What a disturbing fortnight it's been with all these #metoo stories coming out. My initial reaction was, "it's about time", but this feeling gave way to paranoia. I suppose being a father to a 6-year-old girl has something to do with that. As women around the country continue to share their horrific stories, most people in a position of power — influencers, as they're popularly called — have chosen to stay silent on the matter.
Two days ago my wife, who's shooting out of town, got an offer from a leading international digital platform through Mukesh Chhabra's company. She forwarded it to me for my feedback. I asked if she really wanted to empower his company even after what's been in the news. Her reaction was that the digital platform hadn't really pulled back business from him either. Later, Lara got in touch with the digital platform and told them she wouldn't accept work from this company specifically.
I think she did the right thing. I'm not sure it's enough though.
While these #metoo revelations are upsetting my wife as much as they are me, maybe even more since she has seen a lot of this at close quarters and some of her friends are involved at both ends, the fact remains that the cream of the industry has refused to support this movement.
Sajid Khan is not directing Housefull 4 anymore, but is that enough?
A peek at Suhel Seth's Instagram account will reveal photos of him with every famous and powerful person in the country, yet no one has felt the need to say anything about his behaviour. People in the know tell me the reason for this is, "Everyone has skeletons in their closet". I don't buy that.
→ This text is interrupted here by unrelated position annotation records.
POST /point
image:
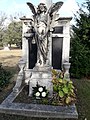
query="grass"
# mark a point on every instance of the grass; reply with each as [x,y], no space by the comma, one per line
[10,59]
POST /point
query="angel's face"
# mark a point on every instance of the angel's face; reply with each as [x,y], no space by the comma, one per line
[42,7]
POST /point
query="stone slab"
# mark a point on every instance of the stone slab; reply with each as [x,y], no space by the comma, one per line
[37,110]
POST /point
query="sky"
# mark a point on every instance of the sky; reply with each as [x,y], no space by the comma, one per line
[12,7]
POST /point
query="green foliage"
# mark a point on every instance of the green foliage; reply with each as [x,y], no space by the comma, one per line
[4,76]
[80,44]
[64,89]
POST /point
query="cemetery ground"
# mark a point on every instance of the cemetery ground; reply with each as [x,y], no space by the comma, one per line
[9,60]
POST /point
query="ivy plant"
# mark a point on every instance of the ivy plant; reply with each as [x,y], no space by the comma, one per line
[64,90]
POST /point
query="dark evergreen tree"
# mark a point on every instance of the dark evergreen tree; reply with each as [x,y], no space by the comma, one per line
[80,43]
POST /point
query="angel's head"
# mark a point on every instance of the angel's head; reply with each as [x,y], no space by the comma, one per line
[41,8]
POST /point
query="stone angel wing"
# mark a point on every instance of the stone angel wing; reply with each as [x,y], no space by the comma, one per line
[32,7]
[54,7]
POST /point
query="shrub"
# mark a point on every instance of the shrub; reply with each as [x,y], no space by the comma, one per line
[4,76]
[63,89]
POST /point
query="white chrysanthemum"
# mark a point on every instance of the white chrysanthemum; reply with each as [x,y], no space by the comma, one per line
[40,89]
[43,94]
[37,94]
Women who have been in toxic work spaces, and yet are staying quiet, need to understand how hard it is for these stories to be shared. Similarly, the men must understand that even if you played your part by being a silent spectator to injustice, now is your chance to set things right.
I think it's important for people to understand what those accused in the #MeToo movement have been doing. They have been systematically "preying" on women — and in some cases men — who are chasing a dream... a job, a role, a promotion, a break.
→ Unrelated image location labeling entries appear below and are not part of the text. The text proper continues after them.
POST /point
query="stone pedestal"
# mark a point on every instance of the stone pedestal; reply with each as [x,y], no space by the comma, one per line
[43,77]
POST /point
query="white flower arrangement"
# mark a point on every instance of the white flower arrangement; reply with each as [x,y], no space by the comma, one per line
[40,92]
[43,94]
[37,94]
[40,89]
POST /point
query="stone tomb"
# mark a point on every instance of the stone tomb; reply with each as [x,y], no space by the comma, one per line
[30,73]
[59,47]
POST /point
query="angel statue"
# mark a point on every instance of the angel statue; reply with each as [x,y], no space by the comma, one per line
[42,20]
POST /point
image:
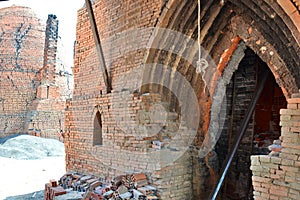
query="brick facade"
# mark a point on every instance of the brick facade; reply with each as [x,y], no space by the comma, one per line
[30,101]
[122,146]
[278,177]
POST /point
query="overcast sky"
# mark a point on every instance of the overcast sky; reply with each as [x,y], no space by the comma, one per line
[66,12]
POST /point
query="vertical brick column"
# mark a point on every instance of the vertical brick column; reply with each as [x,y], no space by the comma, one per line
[279,177]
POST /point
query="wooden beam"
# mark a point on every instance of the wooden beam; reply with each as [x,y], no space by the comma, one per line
[98,45]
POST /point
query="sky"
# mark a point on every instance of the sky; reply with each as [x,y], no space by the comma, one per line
[66,12]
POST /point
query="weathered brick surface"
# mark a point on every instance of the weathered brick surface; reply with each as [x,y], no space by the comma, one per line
[280,173]
[30,101]
[126,150]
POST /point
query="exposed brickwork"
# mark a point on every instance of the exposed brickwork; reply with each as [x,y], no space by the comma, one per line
[122,150]
[278,177]
[25,48]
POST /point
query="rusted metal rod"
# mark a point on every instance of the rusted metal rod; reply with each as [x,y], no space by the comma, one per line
[244,126]
[98,45]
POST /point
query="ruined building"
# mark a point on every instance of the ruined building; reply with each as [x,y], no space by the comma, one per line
[34,82]
[160,111]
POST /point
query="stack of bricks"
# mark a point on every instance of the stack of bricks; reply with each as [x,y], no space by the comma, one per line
[279,177]
[52,190]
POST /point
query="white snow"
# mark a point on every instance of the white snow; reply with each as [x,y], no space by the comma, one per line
[35,161]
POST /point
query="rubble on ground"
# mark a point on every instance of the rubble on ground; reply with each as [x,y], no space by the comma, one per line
[78,186]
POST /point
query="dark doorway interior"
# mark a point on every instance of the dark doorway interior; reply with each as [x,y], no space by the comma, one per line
[262,129]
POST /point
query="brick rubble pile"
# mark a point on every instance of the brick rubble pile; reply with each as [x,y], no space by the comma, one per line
[127,187]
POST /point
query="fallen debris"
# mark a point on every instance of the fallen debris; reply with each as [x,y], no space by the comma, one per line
[127,187]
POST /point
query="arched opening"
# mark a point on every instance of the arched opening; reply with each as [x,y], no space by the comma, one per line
[262,129]
[97,133]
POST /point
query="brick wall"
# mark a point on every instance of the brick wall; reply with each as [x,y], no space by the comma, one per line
[278,177]
[126,129]
[27,49]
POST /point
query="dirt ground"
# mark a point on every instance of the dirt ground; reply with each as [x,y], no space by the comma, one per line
[27,163]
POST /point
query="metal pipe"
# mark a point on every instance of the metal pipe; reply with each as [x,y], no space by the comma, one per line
[98,45]
[245,123]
Last night, a friend from the talent industry told me that everyone is waiting for a month or so for matters to die down and then it will be business as usual. That's when I decided that I may not have any influence, but I need to say something.
I am as guilty as anyone of staying silent.
I have heard stories, directly and indirectly, but I chose to ignore them as "business is business".
That ends today.
To all those who are in positions of influence through their massive social platforms, I have a simple appeal: Stop engaging. Alienate these "serial predators". Show them that while the law and investigative agencies will take their course, society should — and will — reject them.
The stance needs to be crystal clear — guilty unless proven innocent.